La plus précieuse des marchandises Review

La compétition du Festival de Cannes 2024 s'est clôturée avec un film d'animation réalisé par Michel Hazanavicius, un doux conte de fées sur une petite fille qui a grandi à quelques pas de l'horreur d'un camp de concentration nazi. La critique de Mauro Donzelli.

L'imagerie de nombreux sites d'extermination nazis pendant la Seconde Guerre mondiale est liée à contraste aliénant entre le calme des forêts centenaires, peut-être recouvertes de neige, et les atrocités commises à quelques pas de là, dans les usines de la Shoah. au cœur oriental du vieux continent. Un autre archétype qui déclenche immédiatement un souvenir dramatique est le train qui traverse ces scénarios, portant son fardeau de vie pour lui donner la mort. Le train et la forêt sont les protagonistes sensoriels, les éléments qui se répètent pour accueillir l'histoire de La Plus Précieuse des marchandisesla première tentative de film d'animation pour Michel Hazanaviciusprésenté à Festival de Cannes 2024en compétition.

Il s'agit de l'adaptation d'une histoire d'un écrivain et dramaturge français estimé, Jean-Claude Grumbergdont le père fut déporté à Auschwitz. Un classique contemporain largement lu dans les écoles transalpines, un conte de fées dès le début de « Il était une fois ». Un bûcheron et une bûcheronne vivent dans une grande forêt, au milieu du froid, de la faim et de la pauvreté. Le silence règne autour, mais la guerre se fait sentir dans ses conséquences quotidiennes, notamment au moment des repas. Une vie compliquée bouleversée par les pleurs d'une petite fille que le bûcheron retrouve et veut garder. Le petit bien le plus précieux du titre, à la recherche du plus grand dans la vie de chacun de nous : l'amour. De plus, de deux parents, au-delà du sang et de l'ADN. La douce et toute petite créature a été éjectée d'un train en marche, profitant d'un ralentissement et d'un petit espace entre les planches de bois qui empêchait les wagons surpeuplés de Juifs d'être isolés du froid en route vers le camp d'extermination.

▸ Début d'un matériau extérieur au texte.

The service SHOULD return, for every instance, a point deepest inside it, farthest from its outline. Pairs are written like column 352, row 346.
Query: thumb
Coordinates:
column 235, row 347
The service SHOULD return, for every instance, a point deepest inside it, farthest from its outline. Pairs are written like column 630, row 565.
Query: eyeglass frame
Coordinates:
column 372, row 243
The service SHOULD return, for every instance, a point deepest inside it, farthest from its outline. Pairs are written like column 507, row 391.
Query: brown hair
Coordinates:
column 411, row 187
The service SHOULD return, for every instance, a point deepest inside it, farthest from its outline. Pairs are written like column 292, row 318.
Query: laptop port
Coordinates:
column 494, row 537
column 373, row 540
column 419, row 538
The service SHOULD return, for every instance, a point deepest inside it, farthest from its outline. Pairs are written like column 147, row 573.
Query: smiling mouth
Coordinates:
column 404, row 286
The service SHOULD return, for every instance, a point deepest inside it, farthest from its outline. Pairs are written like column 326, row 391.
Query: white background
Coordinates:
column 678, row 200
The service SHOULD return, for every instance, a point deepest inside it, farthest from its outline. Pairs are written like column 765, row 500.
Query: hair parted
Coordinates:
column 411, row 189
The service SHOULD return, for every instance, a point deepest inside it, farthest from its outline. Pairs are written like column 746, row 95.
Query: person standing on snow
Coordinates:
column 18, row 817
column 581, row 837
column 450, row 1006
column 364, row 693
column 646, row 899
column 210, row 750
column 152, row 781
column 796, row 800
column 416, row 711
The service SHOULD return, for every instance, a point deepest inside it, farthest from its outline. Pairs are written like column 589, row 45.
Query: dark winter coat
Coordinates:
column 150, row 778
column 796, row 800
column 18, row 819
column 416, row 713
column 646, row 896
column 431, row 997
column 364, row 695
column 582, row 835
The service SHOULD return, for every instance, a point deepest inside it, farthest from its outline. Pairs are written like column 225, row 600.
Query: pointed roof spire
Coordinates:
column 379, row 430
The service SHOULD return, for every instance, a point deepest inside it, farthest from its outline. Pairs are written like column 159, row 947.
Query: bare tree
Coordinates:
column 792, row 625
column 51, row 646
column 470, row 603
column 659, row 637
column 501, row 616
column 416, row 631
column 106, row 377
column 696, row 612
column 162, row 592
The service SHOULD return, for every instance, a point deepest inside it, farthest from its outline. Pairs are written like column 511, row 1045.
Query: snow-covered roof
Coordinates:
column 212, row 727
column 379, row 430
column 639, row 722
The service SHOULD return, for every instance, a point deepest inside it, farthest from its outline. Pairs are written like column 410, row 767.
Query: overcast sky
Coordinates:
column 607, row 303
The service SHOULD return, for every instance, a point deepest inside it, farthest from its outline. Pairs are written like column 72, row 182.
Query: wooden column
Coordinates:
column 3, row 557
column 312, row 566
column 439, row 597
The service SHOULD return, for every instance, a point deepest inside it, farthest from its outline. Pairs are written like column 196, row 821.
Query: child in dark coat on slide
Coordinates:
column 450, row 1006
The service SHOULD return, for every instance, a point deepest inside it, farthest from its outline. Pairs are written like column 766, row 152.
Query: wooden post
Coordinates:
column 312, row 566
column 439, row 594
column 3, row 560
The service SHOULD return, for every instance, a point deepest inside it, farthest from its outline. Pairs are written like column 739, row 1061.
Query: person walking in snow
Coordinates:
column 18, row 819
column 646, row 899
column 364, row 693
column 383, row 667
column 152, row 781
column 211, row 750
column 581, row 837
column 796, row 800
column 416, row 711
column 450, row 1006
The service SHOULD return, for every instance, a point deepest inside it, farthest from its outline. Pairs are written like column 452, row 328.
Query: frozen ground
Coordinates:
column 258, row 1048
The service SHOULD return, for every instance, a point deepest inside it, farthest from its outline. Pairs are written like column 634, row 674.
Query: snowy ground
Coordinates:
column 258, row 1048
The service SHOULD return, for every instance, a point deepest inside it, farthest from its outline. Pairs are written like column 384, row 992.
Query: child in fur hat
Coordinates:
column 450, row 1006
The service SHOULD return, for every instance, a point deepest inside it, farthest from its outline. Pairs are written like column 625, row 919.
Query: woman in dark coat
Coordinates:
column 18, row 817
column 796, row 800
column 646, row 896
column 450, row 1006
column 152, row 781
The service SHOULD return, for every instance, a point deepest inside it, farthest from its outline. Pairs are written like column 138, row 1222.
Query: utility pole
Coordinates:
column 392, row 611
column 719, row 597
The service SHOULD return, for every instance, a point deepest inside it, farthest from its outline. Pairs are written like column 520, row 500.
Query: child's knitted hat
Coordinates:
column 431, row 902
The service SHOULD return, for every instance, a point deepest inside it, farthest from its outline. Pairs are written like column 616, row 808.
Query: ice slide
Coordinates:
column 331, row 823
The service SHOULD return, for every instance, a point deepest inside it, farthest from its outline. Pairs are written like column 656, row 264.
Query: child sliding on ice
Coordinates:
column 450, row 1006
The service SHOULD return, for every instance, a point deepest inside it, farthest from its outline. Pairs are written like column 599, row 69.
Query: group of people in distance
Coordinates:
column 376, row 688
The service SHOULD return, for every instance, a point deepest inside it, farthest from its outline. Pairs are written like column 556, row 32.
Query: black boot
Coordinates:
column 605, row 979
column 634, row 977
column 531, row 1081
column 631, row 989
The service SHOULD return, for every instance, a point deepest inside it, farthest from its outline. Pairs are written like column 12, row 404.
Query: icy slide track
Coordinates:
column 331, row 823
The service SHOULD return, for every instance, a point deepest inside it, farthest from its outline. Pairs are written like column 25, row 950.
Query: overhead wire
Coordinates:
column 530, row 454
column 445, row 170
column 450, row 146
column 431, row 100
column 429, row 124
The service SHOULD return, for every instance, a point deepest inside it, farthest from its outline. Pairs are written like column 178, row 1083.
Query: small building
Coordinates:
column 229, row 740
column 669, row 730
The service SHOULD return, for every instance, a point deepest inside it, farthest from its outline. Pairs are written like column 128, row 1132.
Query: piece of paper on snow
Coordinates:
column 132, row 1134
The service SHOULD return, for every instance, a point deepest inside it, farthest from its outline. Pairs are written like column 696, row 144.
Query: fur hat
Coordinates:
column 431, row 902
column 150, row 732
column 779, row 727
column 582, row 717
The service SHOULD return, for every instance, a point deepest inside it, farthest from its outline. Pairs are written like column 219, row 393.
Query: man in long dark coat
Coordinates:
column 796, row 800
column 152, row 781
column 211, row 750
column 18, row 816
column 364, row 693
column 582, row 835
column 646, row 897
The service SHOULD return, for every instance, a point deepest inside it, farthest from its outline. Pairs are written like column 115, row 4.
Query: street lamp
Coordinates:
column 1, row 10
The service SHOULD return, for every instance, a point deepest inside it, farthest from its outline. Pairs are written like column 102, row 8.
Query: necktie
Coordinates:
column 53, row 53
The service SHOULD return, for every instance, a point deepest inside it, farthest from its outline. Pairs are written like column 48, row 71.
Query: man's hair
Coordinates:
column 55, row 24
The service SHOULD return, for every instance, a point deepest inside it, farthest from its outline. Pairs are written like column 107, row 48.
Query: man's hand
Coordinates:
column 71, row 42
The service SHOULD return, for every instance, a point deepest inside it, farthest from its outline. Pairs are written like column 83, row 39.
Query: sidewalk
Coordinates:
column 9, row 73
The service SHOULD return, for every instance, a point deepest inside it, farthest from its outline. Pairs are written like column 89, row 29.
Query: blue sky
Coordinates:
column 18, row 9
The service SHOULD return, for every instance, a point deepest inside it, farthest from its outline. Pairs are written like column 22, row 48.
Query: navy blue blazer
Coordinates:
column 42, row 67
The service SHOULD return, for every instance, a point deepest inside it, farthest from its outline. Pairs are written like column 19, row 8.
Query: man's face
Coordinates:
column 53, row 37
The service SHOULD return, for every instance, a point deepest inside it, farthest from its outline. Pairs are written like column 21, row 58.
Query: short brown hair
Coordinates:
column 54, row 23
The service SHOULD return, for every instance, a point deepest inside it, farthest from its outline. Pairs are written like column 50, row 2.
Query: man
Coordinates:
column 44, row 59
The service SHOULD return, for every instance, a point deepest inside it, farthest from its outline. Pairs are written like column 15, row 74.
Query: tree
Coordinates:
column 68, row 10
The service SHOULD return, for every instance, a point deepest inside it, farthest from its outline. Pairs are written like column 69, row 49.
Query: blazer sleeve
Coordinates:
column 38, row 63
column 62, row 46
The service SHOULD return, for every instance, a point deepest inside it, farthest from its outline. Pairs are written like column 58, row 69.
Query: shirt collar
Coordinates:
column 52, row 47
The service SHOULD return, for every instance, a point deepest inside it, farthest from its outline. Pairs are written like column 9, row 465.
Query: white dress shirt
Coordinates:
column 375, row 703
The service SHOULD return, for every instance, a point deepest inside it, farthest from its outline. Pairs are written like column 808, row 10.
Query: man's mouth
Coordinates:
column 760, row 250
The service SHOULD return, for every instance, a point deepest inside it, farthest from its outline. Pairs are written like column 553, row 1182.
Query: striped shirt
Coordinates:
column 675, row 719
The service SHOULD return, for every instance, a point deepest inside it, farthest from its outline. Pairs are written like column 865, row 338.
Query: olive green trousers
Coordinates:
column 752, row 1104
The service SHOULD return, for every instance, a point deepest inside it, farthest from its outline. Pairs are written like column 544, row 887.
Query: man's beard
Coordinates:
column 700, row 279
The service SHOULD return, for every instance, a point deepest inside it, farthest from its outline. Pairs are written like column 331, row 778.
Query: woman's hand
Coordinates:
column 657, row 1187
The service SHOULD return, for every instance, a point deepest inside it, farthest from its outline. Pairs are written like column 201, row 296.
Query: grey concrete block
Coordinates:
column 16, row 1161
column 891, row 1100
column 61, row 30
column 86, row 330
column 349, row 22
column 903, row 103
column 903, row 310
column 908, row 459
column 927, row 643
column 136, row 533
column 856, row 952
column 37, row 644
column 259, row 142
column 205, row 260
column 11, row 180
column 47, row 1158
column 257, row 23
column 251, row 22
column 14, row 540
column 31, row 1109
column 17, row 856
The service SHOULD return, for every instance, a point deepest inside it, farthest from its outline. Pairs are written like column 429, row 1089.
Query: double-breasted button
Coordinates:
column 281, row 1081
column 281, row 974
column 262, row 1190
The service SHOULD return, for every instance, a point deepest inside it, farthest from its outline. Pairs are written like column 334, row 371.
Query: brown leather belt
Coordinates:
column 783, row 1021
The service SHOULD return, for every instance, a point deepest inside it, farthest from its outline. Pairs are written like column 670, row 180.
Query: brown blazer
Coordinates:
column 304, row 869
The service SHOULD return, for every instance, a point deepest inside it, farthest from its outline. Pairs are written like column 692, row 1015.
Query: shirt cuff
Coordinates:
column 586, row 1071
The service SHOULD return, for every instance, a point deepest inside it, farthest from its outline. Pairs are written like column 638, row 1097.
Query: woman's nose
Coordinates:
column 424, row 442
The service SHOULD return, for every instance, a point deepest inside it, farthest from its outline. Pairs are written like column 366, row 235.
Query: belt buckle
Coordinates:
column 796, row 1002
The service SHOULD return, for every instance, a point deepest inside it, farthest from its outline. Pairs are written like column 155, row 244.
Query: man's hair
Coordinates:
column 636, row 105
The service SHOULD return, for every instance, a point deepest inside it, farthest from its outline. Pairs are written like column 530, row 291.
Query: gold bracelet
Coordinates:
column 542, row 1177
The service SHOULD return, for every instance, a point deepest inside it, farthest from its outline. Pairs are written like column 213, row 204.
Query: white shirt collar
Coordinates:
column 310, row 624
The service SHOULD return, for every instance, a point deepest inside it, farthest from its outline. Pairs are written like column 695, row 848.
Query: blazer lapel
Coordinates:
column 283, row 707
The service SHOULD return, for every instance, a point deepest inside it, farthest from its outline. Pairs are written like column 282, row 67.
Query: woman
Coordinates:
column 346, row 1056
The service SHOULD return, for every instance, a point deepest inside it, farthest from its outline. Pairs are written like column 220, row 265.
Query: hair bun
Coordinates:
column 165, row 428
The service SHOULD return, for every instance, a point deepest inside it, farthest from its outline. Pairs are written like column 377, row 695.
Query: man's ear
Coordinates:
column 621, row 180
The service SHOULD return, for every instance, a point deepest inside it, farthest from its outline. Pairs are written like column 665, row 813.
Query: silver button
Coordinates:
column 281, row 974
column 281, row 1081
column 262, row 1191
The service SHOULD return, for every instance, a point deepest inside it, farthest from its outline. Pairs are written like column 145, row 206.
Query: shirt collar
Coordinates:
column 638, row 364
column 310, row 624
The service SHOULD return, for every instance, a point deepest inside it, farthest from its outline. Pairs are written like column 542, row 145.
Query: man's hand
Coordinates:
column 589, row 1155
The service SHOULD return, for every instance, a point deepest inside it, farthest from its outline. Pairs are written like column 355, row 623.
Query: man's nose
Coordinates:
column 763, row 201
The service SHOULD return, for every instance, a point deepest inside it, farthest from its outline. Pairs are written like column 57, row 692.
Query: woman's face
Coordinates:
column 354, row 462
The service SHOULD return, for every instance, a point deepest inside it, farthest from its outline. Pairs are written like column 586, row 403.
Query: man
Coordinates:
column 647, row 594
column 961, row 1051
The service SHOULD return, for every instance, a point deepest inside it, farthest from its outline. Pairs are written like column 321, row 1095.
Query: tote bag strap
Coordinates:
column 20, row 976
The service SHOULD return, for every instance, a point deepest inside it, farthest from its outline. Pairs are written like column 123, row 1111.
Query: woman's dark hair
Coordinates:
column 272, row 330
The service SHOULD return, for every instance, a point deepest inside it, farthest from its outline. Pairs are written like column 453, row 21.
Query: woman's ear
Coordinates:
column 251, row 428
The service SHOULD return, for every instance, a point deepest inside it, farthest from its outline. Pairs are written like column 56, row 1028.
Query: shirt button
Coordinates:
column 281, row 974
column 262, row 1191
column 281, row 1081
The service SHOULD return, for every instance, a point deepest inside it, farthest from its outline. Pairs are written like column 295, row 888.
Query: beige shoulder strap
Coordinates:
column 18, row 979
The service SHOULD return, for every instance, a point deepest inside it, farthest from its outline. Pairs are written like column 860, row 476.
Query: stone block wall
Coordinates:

Dans un contexte infernal cette histoire veut retracer la chaleur qui peut être ténue mais qui maintient vivante la dignité de notre espèce, qui préserve l'amour dans le cœur des hommes et des femmes. Dessiné à la main, évocateur et mis en musique avec la grâce habituelle par Alexandre Desplat, le film recherche une séduction visuelle au goût ancien, rejetant tout perfectionnisme qui pourrait se rapprocher des récents Pixar ou Disney. Les voix sont bien choisies, du narrateur de Jean-Louis Trintignantenregistré au début de la longue phase de traitement, avant sa mort en 2022, un Dominique Blanc Et Denis Podalydès de la Comédie Française.

Si un voyage d'espoir est fait, parallèle et contraire à celui des trains vers Auschwitz, c'est celui du bûcheron, sombre et par éducation convaincu de la nature presque sous-humaine et maléfique des Juifs, contraint de succomber à l'évidence du douce normalité de la petite fille avec l'étoile de David, au point de l'élever avec le même amour que ceux qui l'avaient accueillie dès le début, faisant prévaloir son instinct maternel, comme le bûcheron.

Un conte de fées sur les territoires des ténèbres les plus extrêmes et de l'amour qui parvient à les illuminer, La Plus Précieuse des marchandises est un produit soigneusement emballé, convaincant pour un parcours pédagogique dans les années à venir, sans proposer d'évolutions formelles particulières, tant d'un point de vue technique que cinématographique.